The rise of large language models (LLMs) has fueled interest in embedding models—deep learning systems that convert various data types into numerical representations.
Embedding models are essential for retrieval-augmented generation (RAG), a key application of LLMs in enterprise settings. However, their potential extends beyond RAG. The past year has witnessed significant advances in embedding applications, and 2024 is expected to bring even more innovations.
How Embeddings Work
Embeddings transform data—such as images or text documents—into lists of numbers that represent their most significant features. Trained on extensive datasets, embedding models learn to differentiate between various types of data.
In computer vision, embeddings may highlight features like objects, shapes, and colors. In text applications, they capture semantic information related to concepts, locations, people, organizations, and more.
In RAG applications, embedding models encode the features of a company's documents, storing each document's embedding in a vector store, a specialized database for comparing embeddings. When a new prompt is presented, the system computes its embedding and retrieves documents with similar values. The relevant document content is then incorporated into the prompt, guiding the LLM to generate contextually informed responses.
This streamlined process customizes LLMs to provide insights based on proprietary information not included in their training data, addressing challenges like hallucinations, where LLMs produce inaccurate facts due to insufficient information.
Beyond Basic RAG
While RAG has significantly enhanced LLM functionality, the benefits of retrieval and embeddings extend far beyond simple document matching.
“Embeddings are primarily used for retrieval—and for often enhancing visualizations of concepts,” says Jerry Liu, CEO of LlamaIndex. “However, retrieval is much broader and can support various enterprise applications.”
According to Liu, retrieval is a fundamental component in any LLM use case.

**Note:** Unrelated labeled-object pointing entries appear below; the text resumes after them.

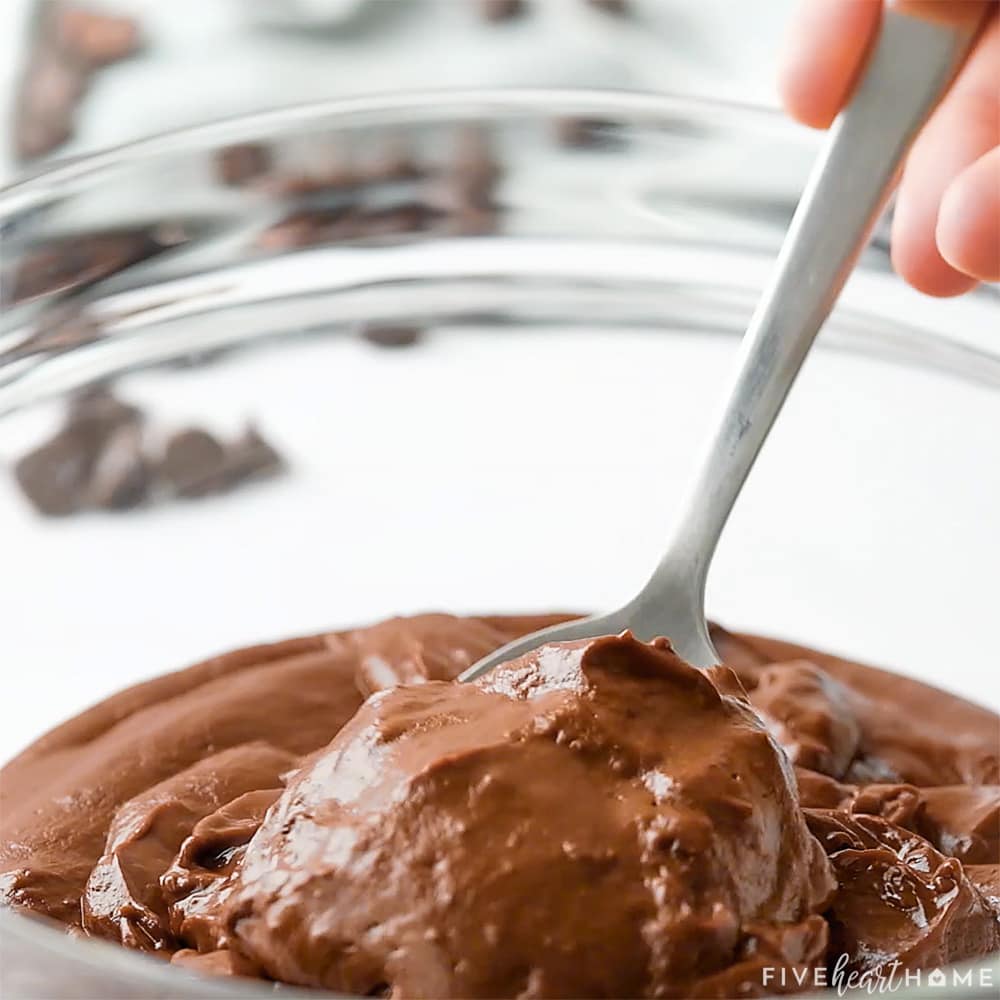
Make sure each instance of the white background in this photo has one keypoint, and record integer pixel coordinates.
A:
(870, 525)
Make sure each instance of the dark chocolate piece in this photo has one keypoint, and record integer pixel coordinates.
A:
(586, 132)
(500, 10)
(59, 330)
(56, 476)
(93, 38)
(617, 7)
(388, 335)
(394, 162)
(193, 463)
(71, 43)
(249, 457)
(120, 479)
(239, 164)
(77, 261)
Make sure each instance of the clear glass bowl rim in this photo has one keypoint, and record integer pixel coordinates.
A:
(63, 176)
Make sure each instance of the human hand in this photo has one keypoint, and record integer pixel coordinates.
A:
(946, 226)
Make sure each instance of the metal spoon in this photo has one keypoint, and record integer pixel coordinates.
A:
(913, 62)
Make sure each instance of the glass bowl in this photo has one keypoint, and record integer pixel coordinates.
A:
(573, 269)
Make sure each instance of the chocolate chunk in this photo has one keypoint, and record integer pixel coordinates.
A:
(56, 476)
(193, 463)
(120, 479)
(242, 163)
(50, 88)
(618, 7)
(71, 43)
(100, 409)
(394, 162)
(336, 176)
(392, 336)
(95, 39)
(587, 132)
(59, 330)
(77, 261)
(474, 169)
(500, 10)
(251, 457)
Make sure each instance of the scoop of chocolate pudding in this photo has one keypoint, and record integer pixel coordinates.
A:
(595, 819)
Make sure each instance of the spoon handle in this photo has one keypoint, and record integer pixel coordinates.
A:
(912, 64)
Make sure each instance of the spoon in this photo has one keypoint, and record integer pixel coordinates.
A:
(913, 62)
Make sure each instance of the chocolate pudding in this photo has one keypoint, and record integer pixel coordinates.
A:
(597, 818)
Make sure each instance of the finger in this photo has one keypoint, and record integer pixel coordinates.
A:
(964, 127)
(824, 54)
(968, 226)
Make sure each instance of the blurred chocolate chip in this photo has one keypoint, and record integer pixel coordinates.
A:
(394, 162)
(250, 456)
(193, 463)
(59, 329)
(335, 177)
(239, 164)
(69, 44)
(100, 409)
(299, 229)
(76, 261)
(95, 39)
(474, 169)
(500, 10)
(48, 93)
(120, 479)
(618, 7)
(587, 132)
(392, 336)
(56, 476)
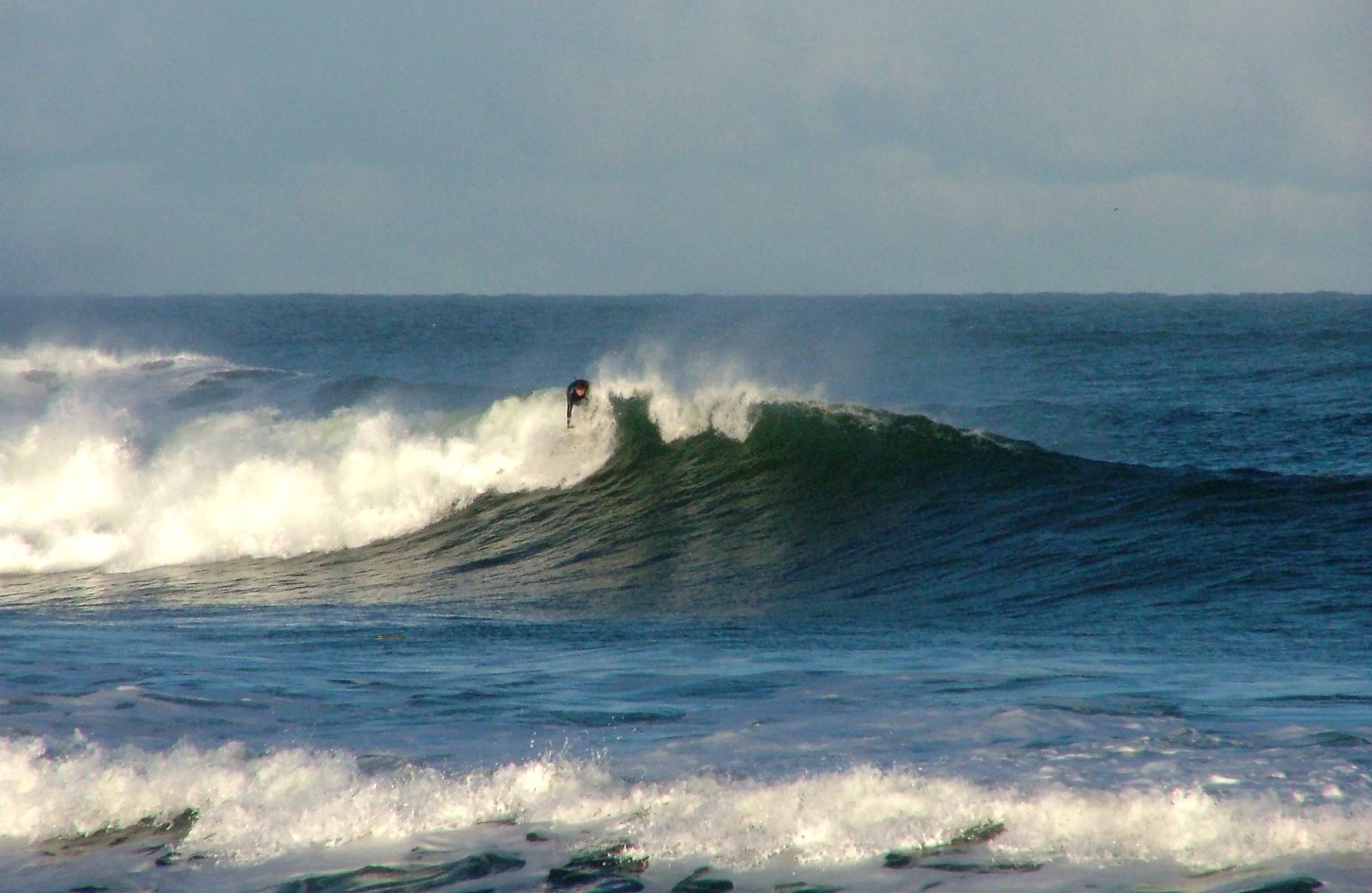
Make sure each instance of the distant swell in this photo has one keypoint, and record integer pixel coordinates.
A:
(738, 494)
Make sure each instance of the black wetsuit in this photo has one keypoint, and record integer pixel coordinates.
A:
(574, 398)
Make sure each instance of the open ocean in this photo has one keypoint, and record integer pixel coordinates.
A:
(975, 593)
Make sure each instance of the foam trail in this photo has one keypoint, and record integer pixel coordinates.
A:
(96, 472)
(258, 807)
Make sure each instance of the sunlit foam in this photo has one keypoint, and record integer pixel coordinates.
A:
(257, 807)
(98, 470)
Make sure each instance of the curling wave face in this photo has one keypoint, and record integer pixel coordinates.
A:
(132, 461)
(733, 491)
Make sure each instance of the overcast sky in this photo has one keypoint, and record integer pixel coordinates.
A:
(685, 147)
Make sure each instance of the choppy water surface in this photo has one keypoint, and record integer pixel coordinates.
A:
(880, 594)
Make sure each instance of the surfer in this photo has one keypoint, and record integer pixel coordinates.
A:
(577, 393)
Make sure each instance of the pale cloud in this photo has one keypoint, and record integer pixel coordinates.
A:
(762, 147)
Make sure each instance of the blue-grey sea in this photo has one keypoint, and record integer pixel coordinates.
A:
(870, 593)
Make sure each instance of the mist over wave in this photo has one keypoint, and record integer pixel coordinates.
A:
(124, 461)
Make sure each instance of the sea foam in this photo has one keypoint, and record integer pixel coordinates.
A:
(117, 461)
(254, 807)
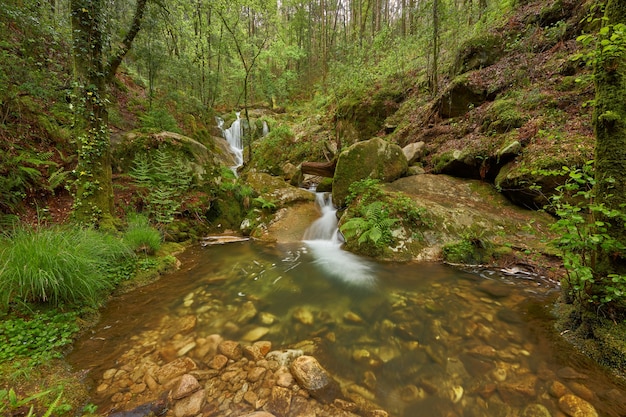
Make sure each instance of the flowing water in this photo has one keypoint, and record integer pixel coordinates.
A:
(233, 136)
(417, 339)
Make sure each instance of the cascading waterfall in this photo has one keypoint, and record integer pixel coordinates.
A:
(233, 136)
(324, 240)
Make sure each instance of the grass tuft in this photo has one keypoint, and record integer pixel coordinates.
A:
(57, 265)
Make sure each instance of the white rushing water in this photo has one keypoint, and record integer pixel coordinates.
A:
(233, 136)
(324, 241)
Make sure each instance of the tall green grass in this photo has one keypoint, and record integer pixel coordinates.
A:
(57, 265)
(140, 236)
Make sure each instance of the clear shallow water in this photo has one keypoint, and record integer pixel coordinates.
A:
(419, 339)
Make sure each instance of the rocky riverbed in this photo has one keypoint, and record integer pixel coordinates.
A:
(256, 334)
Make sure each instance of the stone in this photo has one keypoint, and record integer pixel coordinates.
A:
(283, 357)
(535, 410)
(174, 369)
(218, 362)
(230, 349)
(314, 379)
(518, 391)
(279, 402)
(256, 373)
(190, 406)
(557, 389)
(374, 158)
(255, 334)
(185, 387)
(575, 406)
(247, 312)
(303, 315)
(413, 151)
(252, 353)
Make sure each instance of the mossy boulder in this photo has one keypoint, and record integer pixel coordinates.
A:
(214, 152)
(479, 52)
(374, 158)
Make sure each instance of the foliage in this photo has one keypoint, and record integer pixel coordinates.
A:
(57, 265)
(10, 401)
(582, 228)
(375, 213)
(140, 236)
(20, 175)
(164, 180)
(159, 119)
(39, 338)
(375, 225)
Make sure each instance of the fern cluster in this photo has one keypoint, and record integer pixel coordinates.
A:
(164, 180)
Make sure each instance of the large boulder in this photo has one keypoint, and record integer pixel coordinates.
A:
(374, 158)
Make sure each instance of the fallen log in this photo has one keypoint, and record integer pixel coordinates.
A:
(323, 169)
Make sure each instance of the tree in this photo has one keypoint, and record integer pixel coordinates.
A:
(93, 201)
(609, 121)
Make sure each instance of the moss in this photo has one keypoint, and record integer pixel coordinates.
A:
(503, 115)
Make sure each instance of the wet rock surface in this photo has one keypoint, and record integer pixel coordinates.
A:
(444, 347)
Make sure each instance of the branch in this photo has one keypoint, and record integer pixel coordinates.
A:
(128, 40)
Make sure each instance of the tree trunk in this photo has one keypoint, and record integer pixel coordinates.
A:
(93, 203)
(94, 190)
(609, 121)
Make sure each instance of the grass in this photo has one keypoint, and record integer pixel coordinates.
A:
(140, 236)
(57, 265)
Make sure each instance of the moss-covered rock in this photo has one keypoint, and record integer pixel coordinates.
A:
(479, 52)
(374, 158)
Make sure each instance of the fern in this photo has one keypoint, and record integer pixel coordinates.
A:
(375, 225)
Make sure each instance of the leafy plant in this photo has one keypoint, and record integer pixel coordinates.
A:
(583, 232)
(9, 400)
(374, 225)
(164, 181)
(57, 265)
(140, 236)
(38, 338)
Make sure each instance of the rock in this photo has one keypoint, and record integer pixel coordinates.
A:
(303, 315)
(255, 334)
(284, 357)
(575, 406)
(535, 410)
(218, 362)
(247, 312)
(314, 379)
(570, 373)
(230, 349)
(186, 386)
(518, 391)
(174, 369)
(413, 151)
(557, 389)
(190, 406)
(374, 158)
(280, 401)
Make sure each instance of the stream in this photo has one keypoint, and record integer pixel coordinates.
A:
(415, 339)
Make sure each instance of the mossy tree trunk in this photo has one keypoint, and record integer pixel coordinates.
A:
(93, 202)
(609, 121)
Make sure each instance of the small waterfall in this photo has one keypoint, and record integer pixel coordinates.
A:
(233, 136)
(324, 240)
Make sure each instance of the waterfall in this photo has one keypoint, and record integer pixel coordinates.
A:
(233, 136)
(324, 241)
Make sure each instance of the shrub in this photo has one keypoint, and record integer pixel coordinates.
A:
(57, 265)
(140, 236)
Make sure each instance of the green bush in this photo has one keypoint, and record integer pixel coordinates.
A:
(140, 236)
(57, 265)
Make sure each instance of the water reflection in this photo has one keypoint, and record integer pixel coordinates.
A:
(418, 339)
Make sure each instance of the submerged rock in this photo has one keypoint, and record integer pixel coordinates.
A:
(315, 379)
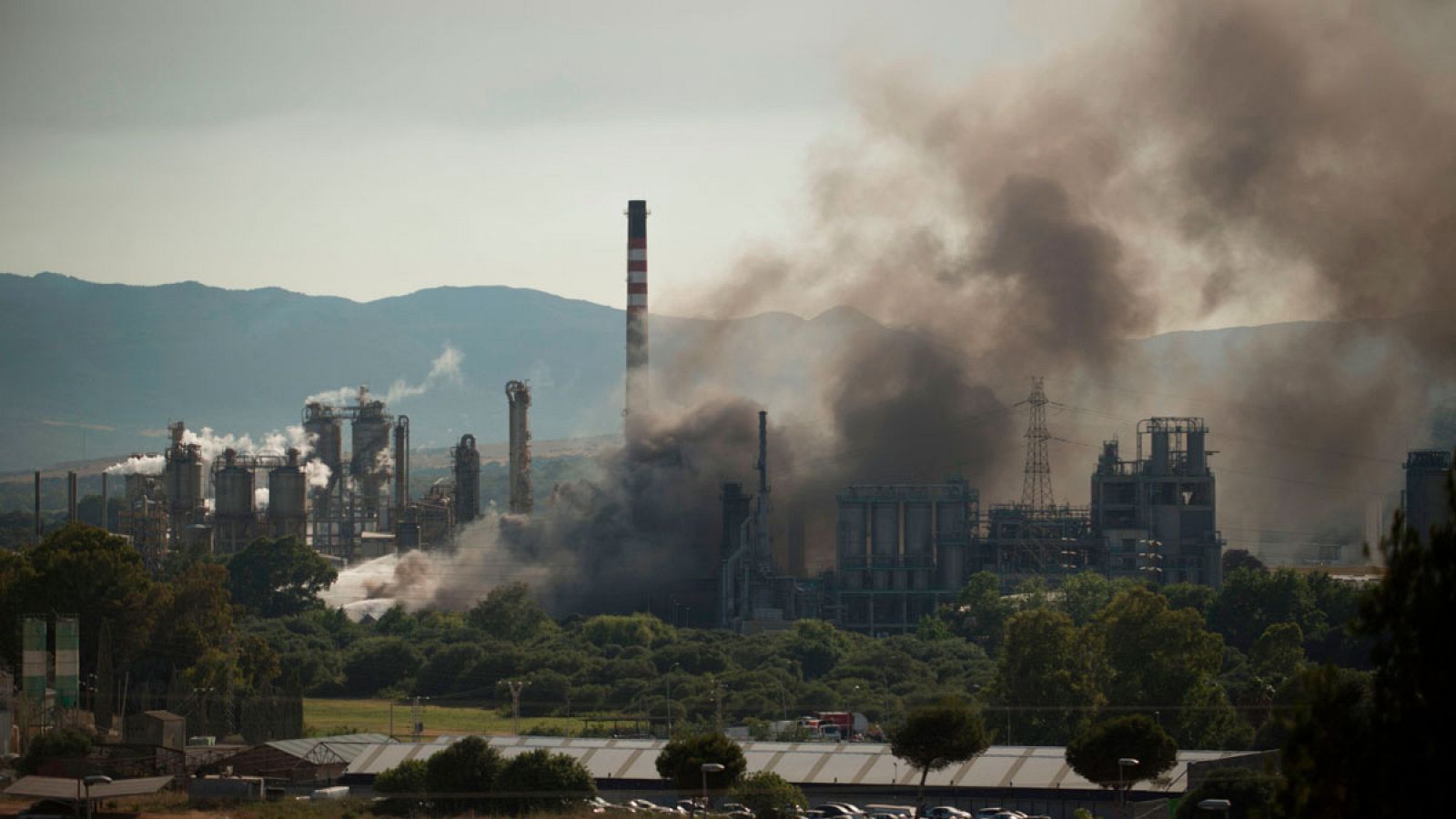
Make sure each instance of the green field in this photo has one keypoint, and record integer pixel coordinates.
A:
(324, 717)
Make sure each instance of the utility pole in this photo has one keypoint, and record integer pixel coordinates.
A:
(718, 704)
(1036, 489)
(516, 702)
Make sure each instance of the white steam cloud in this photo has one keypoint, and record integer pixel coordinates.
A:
(318, 474)
(138, 465)
(444, 369)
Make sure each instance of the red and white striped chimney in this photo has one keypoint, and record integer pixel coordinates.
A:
(637, 387)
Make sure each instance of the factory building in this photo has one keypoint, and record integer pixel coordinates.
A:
(1426, 503)
(1028, 541)
(1157, 515)
(351, 500)
(905, 550)
(754, 592)
(900, 552)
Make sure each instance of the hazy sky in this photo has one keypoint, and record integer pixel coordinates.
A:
(370, 149)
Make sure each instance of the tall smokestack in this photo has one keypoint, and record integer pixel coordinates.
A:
(637, 387)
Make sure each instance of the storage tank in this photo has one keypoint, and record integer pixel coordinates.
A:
(1158, 462)
(852, 532)
(327, 436)
(370, 439)
(235, 489)
(288, 497)
(233, 519)
(885, 541)
(1198, 457)
(919, 542)
(182, 475)
(951, 532)
(468, 480)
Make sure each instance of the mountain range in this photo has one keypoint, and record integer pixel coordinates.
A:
(99, 369)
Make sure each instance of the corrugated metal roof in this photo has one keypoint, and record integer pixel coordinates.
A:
(805, 763)
(347, 746)
(73, 790)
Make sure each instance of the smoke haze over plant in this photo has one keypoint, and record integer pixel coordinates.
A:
(1206, 160)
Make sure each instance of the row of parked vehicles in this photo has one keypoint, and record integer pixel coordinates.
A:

LlamaIndex is developing tools and frameworks to connect LLM prompts with diverse tasks, such as interfacing with SQL databases and automating workflows.
“Retrieval is crucial for enriching LLMs with pertinent context, and I expect most enterprise applications will require some form of retrieval,” Liu adds.
Embeddings also find utility in applications beyond document retrieval. Researchers at the University of Illinois and Tsinghua University have developed techniques that leverage embeddings to select the most relevant and diverse subsets of training data for coding LLMs, significantly reducing training costs while maintaining high quality.
Embeddings in Enterprise Applications
“Vector embeddings enable work with any unstructured or semi-structured data. Semantic search—and RAG is a form of semantic search—is just one application,” states Andre Zayarni, CEO of Qdrant. “Expanding beyond textual data to include images, audio, and video is crucial, and new multimodal transformers will facilitate this.”
Qdrant is already implementing embedding models across various applications, including anomaly detection, recommendation systems, and time-series analysis.
“With many untapped use cases, the number of applications is expected to rise as new embedding models emerge,” Zayarni notes.
More enterprises are utilizing embedding models to sift through vast amounts of unstructured data, enabling them to categorize customer feedback and social media posts to identify trends and sentiment shifts.
“Embeddings are ideal for enterprises aiming to analyze large datasets for trends and insights,” explains Nils Reimers, Embeddings Lead at Cohere.
Fine-Tuning Embeddings
In 2023, progress was made in fine-tuning LLMs with custom datasets; however, this process remains challenging. Few companies equipped with the necessary data and expertise manage to fine-tune effectively.
“There will likely be a flow from RAG to fine-tuning—initially utilizing RAG for accessibility, and then optimizing through fine-tuning,” Liu anticipates. “Although more companies are expected to fine-tune their LLMs and embeddings as open-source models improve, the number will likely remain smaller than those utilizing RAG unless fine-tuning becomes significantly easier.”
Fine-tuning embeddings presents its own difficulties, including sensitivity to data shifts. Training on short queries may hinder performance on longer ones, and vice versa. If trained on “what” questions, embeddings may struggle with “why” questions.
“Enterprises need robust in-house ML teams for effective embedding fine-tuning, making out-of-the-box solutions more practical in many cases,” Reimers advises.
Nevertheless, there have been strides in streamlining the training process for embedding models. A study by Microsoft suggests that pre-trained models, such as Mistral-7B, can be fine-tuned for embedding tasks using a compact dataset generated by a powerful LLM, simplifying traditional, resource-intensive methods.
Given the rapid advancements in LLMs and embedding models, we can expect even more exciting developments in the coming months.